JAKARTA, KOMPAS.com - Kejaksaan Agung (Kejagung) menjelaskan duduk persoalan proses lelang terhadap saham PT Gunung Bara Utama (GBU), yang membuat Jaksa Agung Muda Bidang Tinda Pidana Khusus (Jampidsus) Febrie Ardiansyah dilaporkan ke Komisi Pemberantasan Korupsi (KPK).
Laporan itu dibuat oleh sekelompok orang yang mengatasnamakan dirinya sebagai Koalisi Sipil Selamatkan Tambang (KSST).
Kepala Pusat Penerangan Hukum Kejagung Ketut Sumedana mengatakan, PT GBU yang merupakan aset sitaan milik terpidana kasus korupsi PT Asuransi Jiwasraya (Persero) Heru Hidayat, awalnya hendak diserahkan ke PT Bukit Asam Tbk, perusahaan pelat merah yang bergerak di bidang pertambangan.
"Tetapi ditolak karena perusahaan PT GBU memiliki banyak masalah seperti utang dan banyaknya gugatan," kata Ketut kepada wartawan, Rabu (29/5/2024).
Baca juga: Enggan Beberkan Motif Anggota Densus Kuntit Jampidsus, Kejagung: Intinya Itu Terjadi
Tim Jampidsus kemudian melakukan proses penyidikan yang disusul oleh upaya gugatan keperdataan dari PT Sendawar Jaya (SJ). Namun, Kejagung kalah dalam gugatan tersebut.
Kejagung baru memenangkan gugatan pada tingkat banding.
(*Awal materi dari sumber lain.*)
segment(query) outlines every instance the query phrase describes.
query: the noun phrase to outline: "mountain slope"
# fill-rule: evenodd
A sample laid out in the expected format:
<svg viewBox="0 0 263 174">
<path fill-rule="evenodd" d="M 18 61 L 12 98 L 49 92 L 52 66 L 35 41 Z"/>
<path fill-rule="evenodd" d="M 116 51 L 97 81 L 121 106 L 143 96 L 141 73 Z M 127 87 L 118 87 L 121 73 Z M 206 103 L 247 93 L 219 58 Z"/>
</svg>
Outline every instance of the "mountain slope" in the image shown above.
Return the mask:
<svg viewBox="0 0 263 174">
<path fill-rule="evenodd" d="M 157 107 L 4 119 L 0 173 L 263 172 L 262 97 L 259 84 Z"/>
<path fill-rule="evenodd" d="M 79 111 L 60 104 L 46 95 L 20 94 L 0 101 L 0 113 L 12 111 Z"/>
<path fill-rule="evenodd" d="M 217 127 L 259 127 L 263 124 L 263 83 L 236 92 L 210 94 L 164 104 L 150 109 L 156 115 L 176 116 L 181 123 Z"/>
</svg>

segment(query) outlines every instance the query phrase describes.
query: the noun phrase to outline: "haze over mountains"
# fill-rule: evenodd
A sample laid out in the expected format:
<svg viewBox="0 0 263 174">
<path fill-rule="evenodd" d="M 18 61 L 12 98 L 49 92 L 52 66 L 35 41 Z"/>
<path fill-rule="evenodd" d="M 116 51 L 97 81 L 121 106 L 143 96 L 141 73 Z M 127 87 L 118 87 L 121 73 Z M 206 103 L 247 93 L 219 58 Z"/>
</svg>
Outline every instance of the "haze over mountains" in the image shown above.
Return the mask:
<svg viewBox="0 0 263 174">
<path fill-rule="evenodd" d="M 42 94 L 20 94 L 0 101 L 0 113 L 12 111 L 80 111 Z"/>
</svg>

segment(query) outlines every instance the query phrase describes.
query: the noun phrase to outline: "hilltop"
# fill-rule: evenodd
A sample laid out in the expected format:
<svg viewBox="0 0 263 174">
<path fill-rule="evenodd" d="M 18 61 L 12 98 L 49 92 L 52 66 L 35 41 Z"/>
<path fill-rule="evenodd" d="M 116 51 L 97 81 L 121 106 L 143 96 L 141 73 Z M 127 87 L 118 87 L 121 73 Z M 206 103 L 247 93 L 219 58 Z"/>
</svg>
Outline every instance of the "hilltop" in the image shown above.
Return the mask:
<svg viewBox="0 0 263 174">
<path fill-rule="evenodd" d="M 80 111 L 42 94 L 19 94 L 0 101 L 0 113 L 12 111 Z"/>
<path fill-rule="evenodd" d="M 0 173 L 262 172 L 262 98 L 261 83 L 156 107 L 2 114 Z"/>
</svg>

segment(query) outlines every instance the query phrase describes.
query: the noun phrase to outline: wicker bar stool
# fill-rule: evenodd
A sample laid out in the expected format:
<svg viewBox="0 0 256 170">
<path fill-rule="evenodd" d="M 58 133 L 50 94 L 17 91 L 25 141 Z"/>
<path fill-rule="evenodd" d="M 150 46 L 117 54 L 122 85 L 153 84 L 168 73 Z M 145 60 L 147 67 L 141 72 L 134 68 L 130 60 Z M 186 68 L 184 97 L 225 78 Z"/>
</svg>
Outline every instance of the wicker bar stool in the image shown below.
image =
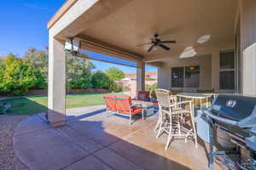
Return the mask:
<svg viewBox="0 0 256 170">
<path fill-rule="evenodd" d="M 168 134 L 166 150 L 168 148 L 172 137 L 185 137 L 185 143 L 189 138 L 195 139 L 195 145 L 197 148 L 197 135 L 194 122 L 194 105 L 192 100 L 172 103 L 171 96 L 166 90 L 156 90 L 159 102 L 159 131 L 156 136 L 158 139 L 161 133 Z M 189 108 L 186 108 L 189 105 Z M 187 123 L 189 122 L 189 124 Z"/>
</svg>

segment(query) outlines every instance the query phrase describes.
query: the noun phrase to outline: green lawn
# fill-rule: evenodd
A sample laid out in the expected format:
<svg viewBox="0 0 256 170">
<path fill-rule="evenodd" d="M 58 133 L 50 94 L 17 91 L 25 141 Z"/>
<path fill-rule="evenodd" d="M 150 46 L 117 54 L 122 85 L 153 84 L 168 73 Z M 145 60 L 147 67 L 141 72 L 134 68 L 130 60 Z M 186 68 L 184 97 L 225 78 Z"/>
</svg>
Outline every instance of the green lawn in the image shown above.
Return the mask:
<svg viewBox="0 0 256 170">
<path fill-rule="evenodd" d="M 120 93 L 113 94 L 124 95 Z M 103 95 L 104 94 L 69 94 L 66 96 L 66 105 L 67 108 L 75 108 L 104 105 Z M 47 110 L 47 96 L 15 98 L 1 102 L 12 105 L 12 107 L 7 110 L 7 112 L 11 114 L 32 115 Z"/>
</svg>

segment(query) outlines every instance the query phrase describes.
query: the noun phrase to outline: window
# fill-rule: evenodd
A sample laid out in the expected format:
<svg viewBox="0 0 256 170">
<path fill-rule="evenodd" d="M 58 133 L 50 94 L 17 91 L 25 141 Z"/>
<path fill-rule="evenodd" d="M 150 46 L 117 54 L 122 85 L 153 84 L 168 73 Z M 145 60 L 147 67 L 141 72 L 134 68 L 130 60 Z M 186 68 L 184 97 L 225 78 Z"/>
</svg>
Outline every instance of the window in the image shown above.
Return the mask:
<svg viewBox="0 0 256 170">
<path fill-rule="evenodd" d="M 200 66 L 172 68 L 172 88 L 199 88 Z"/>
<path fill-rule="evenodd" d="M 235 55 L 234 51 L 220 52 L 219 55 L 219 88 L 235 88 Z"/>
</svg>

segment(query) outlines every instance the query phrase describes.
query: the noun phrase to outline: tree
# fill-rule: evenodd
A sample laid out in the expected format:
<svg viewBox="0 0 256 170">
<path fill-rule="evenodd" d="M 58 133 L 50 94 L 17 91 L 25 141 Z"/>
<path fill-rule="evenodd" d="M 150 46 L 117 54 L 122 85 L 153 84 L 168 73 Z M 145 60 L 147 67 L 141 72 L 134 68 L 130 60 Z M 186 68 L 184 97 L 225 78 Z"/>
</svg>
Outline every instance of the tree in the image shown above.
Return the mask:
<svg viewBox="0 0 256 170">
<path fill-rule="evenodd" d="M 113 66 L 108 67 L 106 71 L 106 74 L 113 81 L 120 80 L 125 77 L 125 73 L 123 72 L 123 71 Z"/>
<path fill-rule="evenodd" d="M 91 77 L 91 83 L 94 88 L 110 89 L 113 81 L 102 71 L 96 71 Z"/>
<path fill-rule="evenodd" d="M 92 88 L 91 71 L 95 65 L 85 58 L 67 55 L 67 82 L 69 88 Z"/>
<path fill-rule="evenodd" d="M 31 63 L 33 69 L 38 70 L 46 78 L 48 77 L 48 48 L 44 50 L 37 50 L 29 48 L 23 57 L 25 61 Z"/>
<path fill-rule="evenodd" d="M 48 82 L 48 48 L 46 47 L 44 50 L 28 48 L 23 60 L 32 67 L 38 76 L 33 88 L 45 88 Z"/>
<path fill-rule="evenodd" d="M 9 95 L 22 95 L 35 87 L 42 74 L 32 65 L 14 54 L 9 54 L 0 65 L 0 93 Z"/>
</svg>

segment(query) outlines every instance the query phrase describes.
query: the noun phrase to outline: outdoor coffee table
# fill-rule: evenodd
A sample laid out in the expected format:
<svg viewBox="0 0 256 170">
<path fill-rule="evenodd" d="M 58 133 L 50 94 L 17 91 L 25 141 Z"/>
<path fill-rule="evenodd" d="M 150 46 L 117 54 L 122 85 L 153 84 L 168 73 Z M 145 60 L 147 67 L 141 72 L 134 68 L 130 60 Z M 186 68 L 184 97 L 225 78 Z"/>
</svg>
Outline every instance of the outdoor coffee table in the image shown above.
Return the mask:
<svg viewBox="0 0 256 170">
<path fill-rule="evenodd" d="M 144 113 L 146 112 L 146 116 L 148 116 L 148 110 L 150 108 L 153 108 L 154 105 L 152 102 L 149 101 L 143 101 L 143 100 L 132 100 L 132 105 L 137 105 L 143 108 L 143 119 Z"/>
</svg>

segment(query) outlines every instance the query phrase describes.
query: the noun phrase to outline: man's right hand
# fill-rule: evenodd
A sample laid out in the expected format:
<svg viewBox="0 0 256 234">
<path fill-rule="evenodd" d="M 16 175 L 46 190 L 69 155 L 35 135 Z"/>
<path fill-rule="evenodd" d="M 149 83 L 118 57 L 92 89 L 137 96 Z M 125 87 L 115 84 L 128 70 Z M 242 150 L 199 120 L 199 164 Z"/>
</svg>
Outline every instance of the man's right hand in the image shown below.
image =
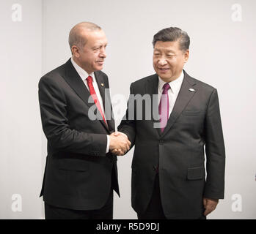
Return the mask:
<svg viewBox="0 0 256 234">
<path fill-rule="evenodd" d="M 109 139 L 109 150 L 113 154 L 124 155 L 130 149 L 131 142 L 125 134 L 113 132 Z"/>
</svg>

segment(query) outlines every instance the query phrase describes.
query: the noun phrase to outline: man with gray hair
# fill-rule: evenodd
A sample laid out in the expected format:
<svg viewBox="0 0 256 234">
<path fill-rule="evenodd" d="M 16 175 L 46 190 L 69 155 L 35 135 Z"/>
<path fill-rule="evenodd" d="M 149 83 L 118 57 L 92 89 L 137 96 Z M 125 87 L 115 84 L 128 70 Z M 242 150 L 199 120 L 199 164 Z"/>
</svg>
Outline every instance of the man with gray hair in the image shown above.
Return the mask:
<svg viewBox="0 0 256 234">
<path fill-rule="evenodd" d="M 152 100 L 156 95 L 158 103 L 152 113 L 142 105 L 138 113 L 137 100 L 130 98 L 121 132 L 116 133 L 127 135 L 131 148 L 135 145 L 131 203 L 139 219 L 205 219 L 224 198 L 225 151 L 217 91 L 183 70 L 189 44 L 187 33 L 178 28 L 154 36 L 156 74 L 131 83 L 130 91 L 131 97 L 150 94 Z M 156 116 L 159 121 L 136 118 Z M 135 119 L 128 118 L 129 113 L 135 113 Z"/>
<path fill-rule="evenodd" d="M 100 27 L 83 22 L 71 29 L 69 44 L 72 58 L 39 82 L 48 140 L 40 194 L 45 219 L 112 219 L 119 186 L 111 151 L 126 151 L 130 142 L 113 135 L 109 80 L 100 71 L 107 39 Z"/>
</svg>

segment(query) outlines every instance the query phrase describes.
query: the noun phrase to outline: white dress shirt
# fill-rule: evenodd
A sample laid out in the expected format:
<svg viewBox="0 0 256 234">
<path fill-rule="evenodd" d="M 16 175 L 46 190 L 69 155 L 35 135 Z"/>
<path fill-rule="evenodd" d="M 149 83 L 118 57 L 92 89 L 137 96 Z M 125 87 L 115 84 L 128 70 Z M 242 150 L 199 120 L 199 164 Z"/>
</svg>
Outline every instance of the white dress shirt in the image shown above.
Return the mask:
<svg viewBox="0 0 256 234">
<path fill-rule="evenodd" d="M 179 94 L 182 82 L 184 78 L 184 72 L 181 72 L 180 75 L 173 81 L 169 82 L 169 85 L 171 88 L 168 89 L 168 97 L 169 97 L 169 117 L 172 111 L 173 107 L 175 104 L 178 94 Z M 161 96 L 163 93 L 163 86 L 166 83 L 159 76 L 158 76 L 158 106 L 160 104 Z"/>
<path fill-rule="evenodd" d="M 95 76 L 94 75 L 94 73 L 92 72 L 91 74 L 88 74 L 85 70 L 84 70 L 81 67 L 79 67 L 75 62 L 75 61 L 73 59 L 73 58 L 71 58 L 71 63 L 72 63 L 73 66 L 75 67 L 77 73 L 78 73 L 80 78 L 83 80 L 83 82 L 85 84 L 86 87 L 87 88 L 89 92 L 89 88 L 88 87 L 87 78 L 87 77 L 89 75 L 90 75 L 92 78 L 92 86 L 93 86 L 93 88 L 94 88 L 94 89 L 95 91 L 98 99 L 100 102 L 100 107 L 101 107 L 103 114 L 103 116 L 105 117 L 106 116 L 105 116 L 105 110 L 104 110 L 103 102 L 103 100 L 102 100 L 102 97 L 100 95 L 100 90 L 99 90 L 99 88 L 98 86 L 98 83 L 97 83 L 97 81 L 95 80 Z M 107 143 L 106 143 L 106 153 L 108 153 L 109 150 L 109 136 L 108 135 L 106 135 L 106 138 L 107 138 Z"/>
</svg>

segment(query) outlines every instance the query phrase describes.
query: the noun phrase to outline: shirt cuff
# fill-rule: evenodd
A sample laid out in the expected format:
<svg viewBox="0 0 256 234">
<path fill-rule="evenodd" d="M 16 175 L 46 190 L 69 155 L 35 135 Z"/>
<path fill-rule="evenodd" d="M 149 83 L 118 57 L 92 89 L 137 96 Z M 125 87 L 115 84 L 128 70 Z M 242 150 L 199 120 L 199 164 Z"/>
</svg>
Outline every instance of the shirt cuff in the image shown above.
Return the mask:
<svg viewBox="0 0 256 234">
<path fill-rule="evenodd" d="M 109 136 L 107 135 L 106 135 L 106 154 L 107 154 L 109 151 Z"/>
</svg>

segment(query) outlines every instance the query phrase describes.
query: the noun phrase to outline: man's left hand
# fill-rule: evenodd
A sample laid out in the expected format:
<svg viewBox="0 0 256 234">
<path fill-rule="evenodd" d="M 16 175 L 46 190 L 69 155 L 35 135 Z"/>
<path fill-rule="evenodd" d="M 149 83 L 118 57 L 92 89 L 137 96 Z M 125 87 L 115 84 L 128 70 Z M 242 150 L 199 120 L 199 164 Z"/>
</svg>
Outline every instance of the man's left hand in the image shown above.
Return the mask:
<svg viewBox="0 0 256 234">
<path fill-rule="evenodd" d="M 205 208 L 204 215 L 206 216 L 216 209 L 219 203 L 219 199 L 203 198 L 203 204 Z"/>
</svg>

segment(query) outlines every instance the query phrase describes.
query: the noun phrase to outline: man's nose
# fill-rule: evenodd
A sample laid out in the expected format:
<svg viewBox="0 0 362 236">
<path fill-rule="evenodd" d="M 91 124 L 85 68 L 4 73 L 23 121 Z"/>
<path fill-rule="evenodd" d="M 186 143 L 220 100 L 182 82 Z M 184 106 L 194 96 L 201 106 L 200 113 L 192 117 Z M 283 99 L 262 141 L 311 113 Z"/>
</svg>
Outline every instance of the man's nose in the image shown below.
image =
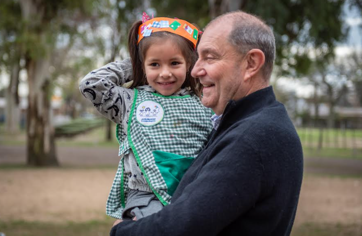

Setelahnya, Kejagung meneliti berkas dalam gugatan itu.
"Kejaksaan Agung saat itu menemukan dokumen palsu sehingga ditetapkanlah Ismail Thomas sebagai tersangka yang kini sudah diadili," ujar dia.
Sebagai informasi, Ismail Thomas merupakan anggota Komisi I DPR periode 2019-2024 dari Fraksi PDI Perjuangan. Mantan Bupati Kutai Barat periode 2006-2016 ini sebelumnya divonis satu tahun penjara di tingkat pertama dalam perkara pemalsuan penerbitan dokumen perizinan pertambangan PT SJ.
Ketut menambahkan, ada penilaian di dalam proses lelang PT GBU yang dilakukan oleh tiga appraisal.
Pertama, yaitu terkait dengan aset atau bangunan alat berat yang melekat di PT GBU dengan nilai kurang lebih Rp 9 miliar. Kedua terkait dengan PT GBU dengan nilai Rp 3,4 triliun.
"Dari hasil dua tadi dilakukan satu proses pelelangan pertama tetapi satu pun tidak ada yang menawar, jadi kalau dibilang ada kerugian Rp 9 triliun, dimana kerugian Rp 9 triliunnya," jelas Ketut.
Oleh karena tidak ada yang menawar, lanjut Ketut, maka dibuka proses pelelangan kedua dengan melakukan foto appraisal.
Baca juga: Jampidsus Diadukan ke KPK, Kejagung: Silakan Laporkan, tapi yang Benar Jangan Ngawur
Menurut Ketut, angkanya mengalami fluktuasi karena nilai saham dipengaruhi oleh harga batubara pada saat itu.
"Sehingga kita memperoleh nilai Rp 1,9 triliun. Itu pun kita lakukan satu pelelangan dengan jaminan. Kenapa ada dengan jaminan? Karena di dalam PT GBU itu ada piutang. Ada utang dari perusahaan lain, kurang lebih 1 juta USD. Kalau dihitung pada saat itu kurang lebih Rp 1,1 triliun," imbuh dia.
Dia menambahkan hanya ada satu orang yang menawar, sehingga dia ditetapkan sebagai pemenang.